Here are five promises the Taliban have made -- and their record on the issues:
- Women will have rights, but... -
The Taliban are "committed" to the rights of women, who will be able to work and study, the group's spokesman Zabihullah Mujahid said Tuesday.
But he stressed at every mention of women that their rights will be determined by Islamic law.
That has always been interpreted by the Taliban's ultra-conservative leadership.
The last time they were in power, from 1996 to 2001, they brutally suppressed women's rights.
Girls were banned from going to school, and women were largely barred from public life -- allowed out of the house only when covered head-to-toe in a burqa and accompanied by a male relative.
Women accused of violating these rules were given harsh punishments -- including being stoned to death for adultery.
Even after they were toppled by US-led forces in 2001, women suffered similar restrictions in the areas under Taliban control. The militants have threatened and attacked women activists, journalists, MPs and even educators for two decades.
- Pardons for all? -
The Taliban have insisted that they have forgiven all that fought against them -- including government officials, the police and the armed forces.
But many are sceptical because of their record with amnesty announcements, and tens of thousands of Afghans have tried to leave the country since the Taliban victory fearing reprisals.
During their first regime, Taliban fighters killed political opponents and also massacred civilians and religious minorities.
In recent months, the Taliban have been accused of murdering surrendering forces and civilians. The UN human rights chief said there were reports of possible war crimes.
- Security for embassies, foreign organisations -
The Taliban have tried quickly to reassure foreign governments and organisations that their embassies, offices and personnel are safe -- one Russian diplomat said the situation was already better than under the previous administration.
The Taliban, however, have a poor record when it comes to protecting foreign personnel and missions.
In 1996, they entered a United Nations compound where former president Najibullah had been granted refuge, dragged him out to kill him and hang the body from a post.
And two years later, when they captured the northern city of Mazar-i-Sharif, they raided the Iranian consulate, killing nine diplomats and a journalist.
- No use of Afghan soil against other countries -
A core point of the troop withdrawal deal Washington signed with the Taliban last year was that they will not allow militant groups to operate out of Afghanistan.
US-led forces toppled the first Taliban regime because it had refused to give up Osama bin Laden and Al-Qaeda after the September 11, 2001 attacks.
The group has stressed that it is going to honour that commitment, reiterating after taking over that other nations will face no threats.
However, a UN Security Council monitoring report released in June said the Taliban and Al-Qaeda remain close.
- No more drugs -
The Taliban have promised that they will end the narcotics industry in Afghanistan, one of the world's hubs for the production and trafficking of drugs such as heroin.

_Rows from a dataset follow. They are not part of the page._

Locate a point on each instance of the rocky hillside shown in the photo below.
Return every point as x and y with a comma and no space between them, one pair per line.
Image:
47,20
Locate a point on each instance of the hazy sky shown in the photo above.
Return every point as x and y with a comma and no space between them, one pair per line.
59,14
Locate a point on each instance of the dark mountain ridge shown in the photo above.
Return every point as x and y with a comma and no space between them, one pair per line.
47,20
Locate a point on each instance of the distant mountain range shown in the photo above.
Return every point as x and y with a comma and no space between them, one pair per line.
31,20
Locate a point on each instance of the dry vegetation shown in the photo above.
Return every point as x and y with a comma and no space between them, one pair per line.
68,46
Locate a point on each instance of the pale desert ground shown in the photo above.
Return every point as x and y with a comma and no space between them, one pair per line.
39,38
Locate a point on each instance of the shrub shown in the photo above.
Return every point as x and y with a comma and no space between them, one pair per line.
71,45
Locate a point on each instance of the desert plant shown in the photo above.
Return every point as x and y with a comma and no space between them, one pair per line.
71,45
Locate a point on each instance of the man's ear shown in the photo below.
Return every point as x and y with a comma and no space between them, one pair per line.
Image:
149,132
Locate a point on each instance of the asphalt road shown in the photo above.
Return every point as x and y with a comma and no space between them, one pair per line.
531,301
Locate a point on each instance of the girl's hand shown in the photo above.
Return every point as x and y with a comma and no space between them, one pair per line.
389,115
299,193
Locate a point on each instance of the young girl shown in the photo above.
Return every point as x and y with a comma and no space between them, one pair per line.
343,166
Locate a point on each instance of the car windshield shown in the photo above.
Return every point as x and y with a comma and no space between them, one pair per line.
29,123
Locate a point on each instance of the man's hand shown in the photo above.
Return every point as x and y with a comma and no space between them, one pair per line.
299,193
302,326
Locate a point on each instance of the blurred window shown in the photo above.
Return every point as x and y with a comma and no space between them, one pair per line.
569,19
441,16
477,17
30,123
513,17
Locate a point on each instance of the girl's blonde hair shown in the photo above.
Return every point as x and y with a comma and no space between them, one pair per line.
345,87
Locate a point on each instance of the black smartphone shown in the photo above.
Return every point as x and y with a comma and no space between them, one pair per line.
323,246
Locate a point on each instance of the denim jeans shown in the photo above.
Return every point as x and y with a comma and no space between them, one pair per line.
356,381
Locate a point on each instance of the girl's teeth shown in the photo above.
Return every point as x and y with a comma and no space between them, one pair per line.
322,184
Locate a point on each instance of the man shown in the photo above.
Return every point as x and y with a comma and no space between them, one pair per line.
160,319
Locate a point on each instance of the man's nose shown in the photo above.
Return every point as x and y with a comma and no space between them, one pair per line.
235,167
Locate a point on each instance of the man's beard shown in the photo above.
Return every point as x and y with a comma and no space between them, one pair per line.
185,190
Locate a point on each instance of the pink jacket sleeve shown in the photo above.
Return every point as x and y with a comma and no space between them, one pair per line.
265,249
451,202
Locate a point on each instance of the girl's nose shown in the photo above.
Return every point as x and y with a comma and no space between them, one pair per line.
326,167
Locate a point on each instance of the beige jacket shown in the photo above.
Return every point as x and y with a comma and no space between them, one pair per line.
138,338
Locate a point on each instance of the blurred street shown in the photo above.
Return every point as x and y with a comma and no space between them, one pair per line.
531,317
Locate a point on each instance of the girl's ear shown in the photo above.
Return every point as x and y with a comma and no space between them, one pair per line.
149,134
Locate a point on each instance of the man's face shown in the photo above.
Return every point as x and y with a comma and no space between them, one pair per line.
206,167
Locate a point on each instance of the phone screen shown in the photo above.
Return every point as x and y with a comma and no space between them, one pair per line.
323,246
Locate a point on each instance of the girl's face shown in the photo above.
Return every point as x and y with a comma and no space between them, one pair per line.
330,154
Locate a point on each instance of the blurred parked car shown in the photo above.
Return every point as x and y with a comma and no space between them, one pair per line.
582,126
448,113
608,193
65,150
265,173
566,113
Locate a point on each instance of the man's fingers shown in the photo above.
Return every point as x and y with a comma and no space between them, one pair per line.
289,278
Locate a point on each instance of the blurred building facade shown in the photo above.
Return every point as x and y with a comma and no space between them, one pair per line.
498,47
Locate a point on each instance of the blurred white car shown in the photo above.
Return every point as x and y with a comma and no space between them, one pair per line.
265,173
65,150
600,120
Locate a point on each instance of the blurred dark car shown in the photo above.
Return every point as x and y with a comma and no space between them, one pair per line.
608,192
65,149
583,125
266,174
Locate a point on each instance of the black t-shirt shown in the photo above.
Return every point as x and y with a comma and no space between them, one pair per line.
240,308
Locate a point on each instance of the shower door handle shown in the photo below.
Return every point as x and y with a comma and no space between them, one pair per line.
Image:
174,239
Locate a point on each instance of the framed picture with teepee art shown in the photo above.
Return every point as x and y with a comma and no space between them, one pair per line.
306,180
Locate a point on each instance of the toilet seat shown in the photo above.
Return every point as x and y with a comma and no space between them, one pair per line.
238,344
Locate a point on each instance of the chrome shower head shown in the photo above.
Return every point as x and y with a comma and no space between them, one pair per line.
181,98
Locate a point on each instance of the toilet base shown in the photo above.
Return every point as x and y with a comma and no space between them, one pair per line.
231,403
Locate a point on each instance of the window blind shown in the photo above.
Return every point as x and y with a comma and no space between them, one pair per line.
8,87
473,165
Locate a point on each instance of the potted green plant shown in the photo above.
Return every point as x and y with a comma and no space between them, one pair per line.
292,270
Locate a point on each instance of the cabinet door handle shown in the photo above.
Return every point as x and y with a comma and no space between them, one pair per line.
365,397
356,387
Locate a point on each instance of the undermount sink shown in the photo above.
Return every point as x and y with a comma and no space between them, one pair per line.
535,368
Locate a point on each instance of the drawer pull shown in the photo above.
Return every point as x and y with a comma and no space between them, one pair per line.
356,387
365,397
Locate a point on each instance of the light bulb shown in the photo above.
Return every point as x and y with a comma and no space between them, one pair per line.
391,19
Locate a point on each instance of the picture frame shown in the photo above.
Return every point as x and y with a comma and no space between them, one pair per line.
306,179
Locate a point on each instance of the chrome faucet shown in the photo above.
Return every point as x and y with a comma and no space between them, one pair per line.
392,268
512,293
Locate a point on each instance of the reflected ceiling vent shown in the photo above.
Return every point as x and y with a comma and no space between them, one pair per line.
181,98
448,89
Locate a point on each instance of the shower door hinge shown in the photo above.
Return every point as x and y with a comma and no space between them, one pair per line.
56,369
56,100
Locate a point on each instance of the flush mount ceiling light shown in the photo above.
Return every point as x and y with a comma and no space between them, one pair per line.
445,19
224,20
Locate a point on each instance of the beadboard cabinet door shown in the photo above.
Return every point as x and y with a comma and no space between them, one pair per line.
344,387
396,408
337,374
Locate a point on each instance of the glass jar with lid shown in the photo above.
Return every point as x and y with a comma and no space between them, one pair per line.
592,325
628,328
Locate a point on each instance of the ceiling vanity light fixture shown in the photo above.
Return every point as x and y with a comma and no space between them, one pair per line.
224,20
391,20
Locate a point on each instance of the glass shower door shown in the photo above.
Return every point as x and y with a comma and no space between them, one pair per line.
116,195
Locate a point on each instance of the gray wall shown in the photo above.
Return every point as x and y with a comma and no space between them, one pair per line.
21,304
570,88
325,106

It may take some doing, especially if their new government does not have the same access to financial reserves and foreign aid that have sustained Afghanistan's fragile economy for two decades.
And despite their claims to the contrary, UN monitors say the illicit drugs industry has been one of the biggest sources of revenue for the Taliban, bringing in hundreds of millions of dollars, according to estimates published last year.